Как же можно считать хорошим тот кинофестиваль, где фактом коронации Софи Марсо в актуальные звезды, будто подушкой дыру в стене, пытаются скрыть программную несостоятельность. Где из года в год не стесняются на бис повторять почетный приезд Жерара Депардье для вручения ему каких-то новых статуэток за заслуги. Где все имитируют надежду и серьезность в поддержании скислого и ненужного дискурса о ренессансе украинского кино. Где в конкурс снова не пускают фильмы на цифровых носителях (и это на фестивале дебютов!). Где, в конце концов, отменяют самые перспективные сеансы (Мундручо, Капланоглу) и в год своего юбилея привозят самую слабую за последние годы партию картин, вытравливая ожидания маленьких шедевров надеждой маргинальных сюрпризов.

«Молодость» сегодня, мероприятие довольно веселое себялюбивое и нелепое. Это действительно замечательное событие, наш последний осенний праздник длиной в неделю. Но как же смирится с этим безобидным аутизмом кураторов программ абсолютно нечувствительных неким эстетическим веяниям, много говорящих о сотнях вжатых в недельный марафон фильмов и ничего не говорящих об их качестве. Не понятно с кем сверяют часы создатели программ, формируя столь слабые скандинавские и французские программы. И как же не противится их проиндустриальным взглядам на кино, их кукольной серьезности в вопросах публичности.

Тем не менее, в меру увлекательным получился конкурс, как оказалось, лишенный интриги, и как обычно, лишенный цельности. Нечто искусственное будет в поиске общих мотивов тринадцати конкурсных картин из тринадцати разных стран. Ибо общность эта не будет выражать ничего, кроме случайных эстетических консенсусов членов отборочной комиссии.

Давно известно, что на «Молодости» главным образом котируется осторожное либеральное кино, выражающее семейные ценности, критику жестокости и мягкий патерналистский взгляд на менее развитые страны. Неким сквозным мотивом, и победа фильма Лозницы это поразительно венчает, в конкурсе звучал старый госпел о превращении зла в банальность, а подлости в норму. Взять к примеру грузинский фильм «Уличные дни» (второе название – «Прогульщики») с его запоздалым постперестроечным декадансом, где в сонном Тбилиси никого не шокирует ни тотальная хандра существования городских жителей, ни коррумпированность властей, ни (даже) смерть. Или новое слово иранского кинематографа, фильм «Тегеран» (Tehroun, 2010) режиссера Надера Т. Хамаюна, где без смущений торгуют детьми и телами, а современный город оказывается презумпцией морального обмеления.

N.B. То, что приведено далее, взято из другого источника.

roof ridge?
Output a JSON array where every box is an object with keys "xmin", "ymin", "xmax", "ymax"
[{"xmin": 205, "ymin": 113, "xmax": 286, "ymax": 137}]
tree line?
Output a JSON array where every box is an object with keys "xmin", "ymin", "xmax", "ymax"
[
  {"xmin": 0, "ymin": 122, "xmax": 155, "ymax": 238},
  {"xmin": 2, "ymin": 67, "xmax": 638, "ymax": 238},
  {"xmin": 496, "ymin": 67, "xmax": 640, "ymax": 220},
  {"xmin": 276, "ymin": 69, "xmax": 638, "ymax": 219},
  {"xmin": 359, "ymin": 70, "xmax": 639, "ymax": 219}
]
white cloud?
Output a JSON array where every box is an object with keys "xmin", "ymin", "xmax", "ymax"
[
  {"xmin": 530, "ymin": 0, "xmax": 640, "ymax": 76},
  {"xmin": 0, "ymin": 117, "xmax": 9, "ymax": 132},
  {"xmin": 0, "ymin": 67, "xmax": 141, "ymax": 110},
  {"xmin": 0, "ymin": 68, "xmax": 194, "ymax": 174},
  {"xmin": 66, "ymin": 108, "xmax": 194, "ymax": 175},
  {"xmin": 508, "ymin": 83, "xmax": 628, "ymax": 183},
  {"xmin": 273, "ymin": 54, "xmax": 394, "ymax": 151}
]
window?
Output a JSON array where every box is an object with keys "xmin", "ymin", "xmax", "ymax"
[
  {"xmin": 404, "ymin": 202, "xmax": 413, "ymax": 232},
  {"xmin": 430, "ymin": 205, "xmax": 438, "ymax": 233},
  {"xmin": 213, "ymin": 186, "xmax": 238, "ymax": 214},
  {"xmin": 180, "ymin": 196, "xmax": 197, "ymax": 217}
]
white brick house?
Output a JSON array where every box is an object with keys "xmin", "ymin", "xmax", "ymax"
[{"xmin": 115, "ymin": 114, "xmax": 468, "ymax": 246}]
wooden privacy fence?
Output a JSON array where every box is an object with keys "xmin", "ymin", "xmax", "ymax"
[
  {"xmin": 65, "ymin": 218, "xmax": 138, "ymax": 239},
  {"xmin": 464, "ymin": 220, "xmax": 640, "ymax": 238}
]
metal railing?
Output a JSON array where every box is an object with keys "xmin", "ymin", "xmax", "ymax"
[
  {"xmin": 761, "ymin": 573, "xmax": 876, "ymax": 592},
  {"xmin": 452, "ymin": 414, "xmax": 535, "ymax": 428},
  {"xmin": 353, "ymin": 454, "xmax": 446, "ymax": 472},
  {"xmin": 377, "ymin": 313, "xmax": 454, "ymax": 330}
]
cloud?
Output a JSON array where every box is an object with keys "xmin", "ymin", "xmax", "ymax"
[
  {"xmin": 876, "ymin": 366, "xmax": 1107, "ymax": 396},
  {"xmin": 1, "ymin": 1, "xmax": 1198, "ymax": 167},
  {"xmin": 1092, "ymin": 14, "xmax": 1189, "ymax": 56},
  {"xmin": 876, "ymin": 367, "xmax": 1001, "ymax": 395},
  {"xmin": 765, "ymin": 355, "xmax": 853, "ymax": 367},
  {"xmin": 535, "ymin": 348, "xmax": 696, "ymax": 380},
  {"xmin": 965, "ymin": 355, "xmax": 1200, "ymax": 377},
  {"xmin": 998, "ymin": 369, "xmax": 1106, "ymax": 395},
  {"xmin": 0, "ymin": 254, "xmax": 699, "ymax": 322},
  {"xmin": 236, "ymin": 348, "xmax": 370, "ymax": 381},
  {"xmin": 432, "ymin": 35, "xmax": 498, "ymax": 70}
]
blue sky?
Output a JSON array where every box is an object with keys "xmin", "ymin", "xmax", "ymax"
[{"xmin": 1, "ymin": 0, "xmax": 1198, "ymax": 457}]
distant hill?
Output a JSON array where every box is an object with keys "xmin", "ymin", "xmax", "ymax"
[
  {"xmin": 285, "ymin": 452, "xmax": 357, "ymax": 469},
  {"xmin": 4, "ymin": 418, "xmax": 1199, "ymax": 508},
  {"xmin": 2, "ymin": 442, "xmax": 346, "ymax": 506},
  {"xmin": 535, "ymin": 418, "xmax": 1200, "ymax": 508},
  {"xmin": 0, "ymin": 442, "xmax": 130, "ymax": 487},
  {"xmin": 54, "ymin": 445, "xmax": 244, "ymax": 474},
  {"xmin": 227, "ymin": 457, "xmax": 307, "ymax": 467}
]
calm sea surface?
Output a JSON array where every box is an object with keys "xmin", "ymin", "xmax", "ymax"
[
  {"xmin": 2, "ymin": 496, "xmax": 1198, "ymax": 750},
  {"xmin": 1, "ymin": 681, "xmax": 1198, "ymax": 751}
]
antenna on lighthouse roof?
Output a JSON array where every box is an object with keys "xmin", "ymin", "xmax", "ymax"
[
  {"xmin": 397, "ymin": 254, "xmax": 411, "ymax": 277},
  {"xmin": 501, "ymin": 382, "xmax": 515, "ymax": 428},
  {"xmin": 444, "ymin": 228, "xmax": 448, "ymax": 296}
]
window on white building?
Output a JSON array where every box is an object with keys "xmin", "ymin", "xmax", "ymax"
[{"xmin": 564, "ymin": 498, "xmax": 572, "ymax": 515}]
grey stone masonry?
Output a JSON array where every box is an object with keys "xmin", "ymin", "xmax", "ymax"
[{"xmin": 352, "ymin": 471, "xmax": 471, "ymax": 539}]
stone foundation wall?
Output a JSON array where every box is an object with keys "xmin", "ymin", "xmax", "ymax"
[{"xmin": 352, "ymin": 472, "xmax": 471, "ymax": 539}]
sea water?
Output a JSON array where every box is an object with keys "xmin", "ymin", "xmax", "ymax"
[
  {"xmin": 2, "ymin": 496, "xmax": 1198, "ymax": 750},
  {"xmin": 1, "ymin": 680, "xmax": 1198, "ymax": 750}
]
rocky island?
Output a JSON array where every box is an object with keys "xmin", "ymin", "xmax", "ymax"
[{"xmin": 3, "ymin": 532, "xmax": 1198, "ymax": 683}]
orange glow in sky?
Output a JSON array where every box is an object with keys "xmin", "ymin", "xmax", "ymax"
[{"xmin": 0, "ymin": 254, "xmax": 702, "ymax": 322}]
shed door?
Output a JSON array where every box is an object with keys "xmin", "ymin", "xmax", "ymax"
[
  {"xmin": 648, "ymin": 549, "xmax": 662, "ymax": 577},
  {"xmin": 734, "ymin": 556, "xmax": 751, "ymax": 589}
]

Или поразительно сырой и наивный иракский фильм «Манду» (Mandoo, 2010) с его петицией о том, как ровняет всех в несчастье кровопийца война. В «Манду» стоить оценить другое – экспериментальный трюк режиссера Эбрагима Саиди, вести все повествование от имени субъективной камеры, выражающее глаза старого мужчины после приступа. Такая вот случайно смелая метафора камеры – пассивного паралитика, а также такого подозрения, что взгляду-камере персонажи уделяют избыточно больше внимания, чем, если бы на ее месте был чистый взгляд живого человека.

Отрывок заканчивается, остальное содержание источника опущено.